Bereits in seiner Stellungnahme "Genetische Diagnostik vor und während der Schwangerschaft" (2003) hat der Ethikrat die Möglichkeiten und Grenzen der Polkörperdiagnostik dargestellt und sie im Zusammenhang mit der Präimplantationsdiagnostik ethisch und rechtlich bewertet.

Die Polkörperdiagnostik gilt in Deutschland als erlaubt und wird auch durchgeführt, weil die Untersuchungen an der Eizelle während des so genannten Vorkernstadiums vorgenommen werden, das heißt, bevor ein Embryo im Sinne des Embryonenschutzgesetzes entstanden ist.
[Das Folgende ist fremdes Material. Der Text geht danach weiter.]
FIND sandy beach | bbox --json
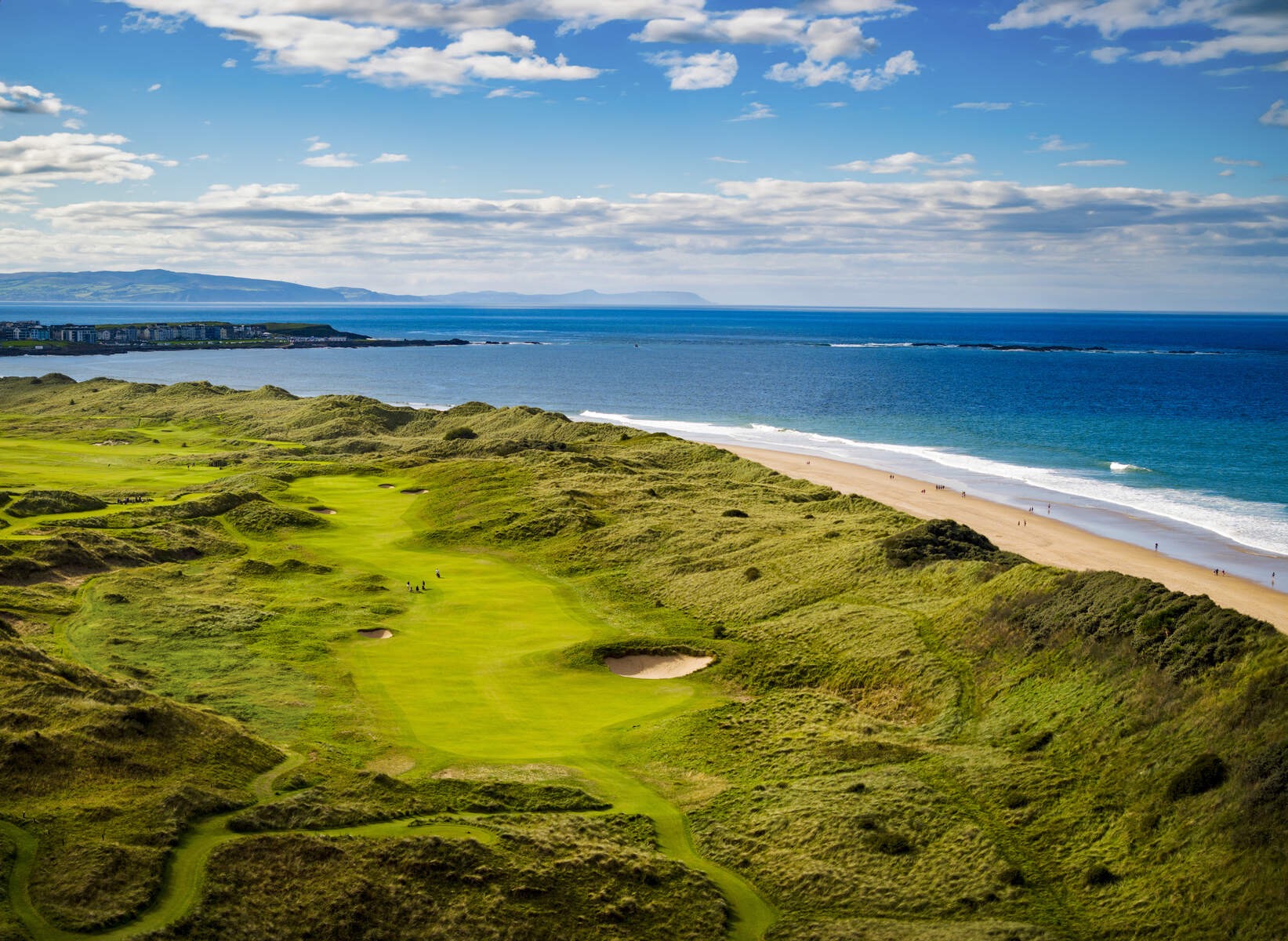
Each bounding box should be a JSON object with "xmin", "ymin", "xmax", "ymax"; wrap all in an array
[{"xmin": 719, "ymin": 445, "xmax": 1288, "ymax": 633}]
Vor diesem Hintergrund hat der Nationale Ethikrat am 19. Februar 2004 Sachverständige angehört, um sich über die weitere Entwicklung der Technik, ihre Einsatzmöglichkeiten im Rahmen fortpflanzungsmedizinischer Behandlungen und ihre Anwendung unter den Bedingungen des Embryonenschutzgesetzes zu informieren.

Der Ethikrat begrüßt die Initiative der die Polkörperdiagnostik durchführenden Einrichtungen, diese Untersuchungsmethode nur im Rahmen einer gemeinsamen wissenschaftlichen Erhebung einzusetzen.